Movie Review: Wonder Woman is a Vast Improvement Over Her DC Counterparts
I have not been a fan of DC's attempts thus far in their connected cinematic universe. The films have relied too heavily on nu-metal reimaginings of classic comic book figures as if they believe audiences want darkness and despair.
Man of Steel turns the Great American Boy Scout Superman into a reluctant killer who does not attempt to limit collateral damage when entering battle. Batman v. Superman turns Batman into a gun lover when an integral component of Batman's character is his "no gun" rule due to the fate of his parents. Suicide Squad wants desperately to be the Hot Topic remix of Guardians of the Galaxy.
Based on my experiences with these prior films, I was weary about Wonder Woman 's chances to be a good film, but I remained carefully optimistic based on Gal Gadot's prior performance in Batman v. Superman as well as the fact that director Patty Jenkins's last movie Monster is a terrific film. Fortunately, Wonder Woman is a delight.
The film takes its time establishing Wonder Woman's mythology as an Amazonian warrior living on the hidden island of Themiscira, far away from the reach of mankind. She trains for battle against Ares, the God of War, when British spy Steve Trevor (played with affable sincerity by Chris Pine) crash lands on her island. Wonder Woman then takes off to assist Steve, as she believes she alone can stop World War I.
While the description of the film sounds like it can get dark, Patti Jenkins imbues the film with much needed levity and gives Wonder Woman not just physical strength, but empathy and warmth. Wonder Woman wants to help, and she cannot stand the pain of seeing others suffer. She is also incredibly naive as to the ways of man, after living on an island for thousands of years populated only with Amazonian goddesses.
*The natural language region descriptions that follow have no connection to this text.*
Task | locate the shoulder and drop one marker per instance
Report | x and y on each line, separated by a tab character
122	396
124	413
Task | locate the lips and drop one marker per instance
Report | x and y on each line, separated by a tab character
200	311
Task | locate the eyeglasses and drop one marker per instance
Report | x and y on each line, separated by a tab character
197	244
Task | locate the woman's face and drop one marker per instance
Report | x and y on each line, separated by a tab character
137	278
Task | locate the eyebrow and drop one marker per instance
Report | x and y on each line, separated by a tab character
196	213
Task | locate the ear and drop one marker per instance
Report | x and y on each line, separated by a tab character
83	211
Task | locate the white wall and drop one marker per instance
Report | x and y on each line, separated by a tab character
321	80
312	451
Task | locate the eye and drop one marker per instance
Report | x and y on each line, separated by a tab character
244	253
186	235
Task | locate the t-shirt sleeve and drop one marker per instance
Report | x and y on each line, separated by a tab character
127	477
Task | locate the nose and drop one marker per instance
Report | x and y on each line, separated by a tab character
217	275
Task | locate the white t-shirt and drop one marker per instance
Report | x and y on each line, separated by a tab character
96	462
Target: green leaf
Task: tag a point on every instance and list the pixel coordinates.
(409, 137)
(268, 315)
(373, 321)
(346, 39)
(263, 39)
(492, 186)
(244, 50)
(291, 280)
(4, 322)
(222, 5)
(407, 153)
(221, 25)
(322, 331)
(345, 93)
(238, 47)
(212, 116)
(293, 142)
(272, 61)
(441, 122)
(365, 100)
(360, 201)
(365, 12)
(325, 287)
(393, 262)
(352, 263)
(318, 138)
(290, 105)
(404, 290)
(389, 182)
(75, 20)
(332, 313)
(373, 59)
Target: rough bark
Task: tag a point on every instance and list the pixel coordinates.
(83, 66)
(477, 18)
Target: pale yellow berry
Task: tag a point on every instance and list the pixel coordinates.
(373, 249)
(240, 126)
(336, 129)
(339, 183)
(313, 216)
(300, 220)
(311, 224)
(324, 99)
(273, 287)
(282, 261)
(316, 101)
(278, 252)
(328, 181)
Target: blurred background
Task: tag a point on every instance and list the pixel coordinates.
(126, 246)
This characterization allows the audience to care about her and her plight, and also allows for great comedy bits between its lead characters. Gal Gadot and Chris Pine have great chemistry together, and their relationship is believable.
This is easily the best film in DC's extended franchise, and it treats the characters with respect for their historical comic book portrayals. The film evokes Richard Donner's Superman in its setup and in the way it focuses on its characters in the first 2/3rds of the film.
The film does get darker once Wonder Woman is on the front lines of battle, but that is to be expected in a movie with a World War l setting. There are a few moments that I am concerned about letting my 7 year old daughter watching, but I will still let her see the film because despite the sadness and darkness that plagues the last portion of the film, Wonder Woman remains a shining beacon of hope that fights for what she believes in. I think there's a lesson here for my daughter, and I believe she will feel empowered by it.
The final 20 minutes turn into a CGI battlethon, which is expected in films like this, but everything that comes before makes this an instant classic.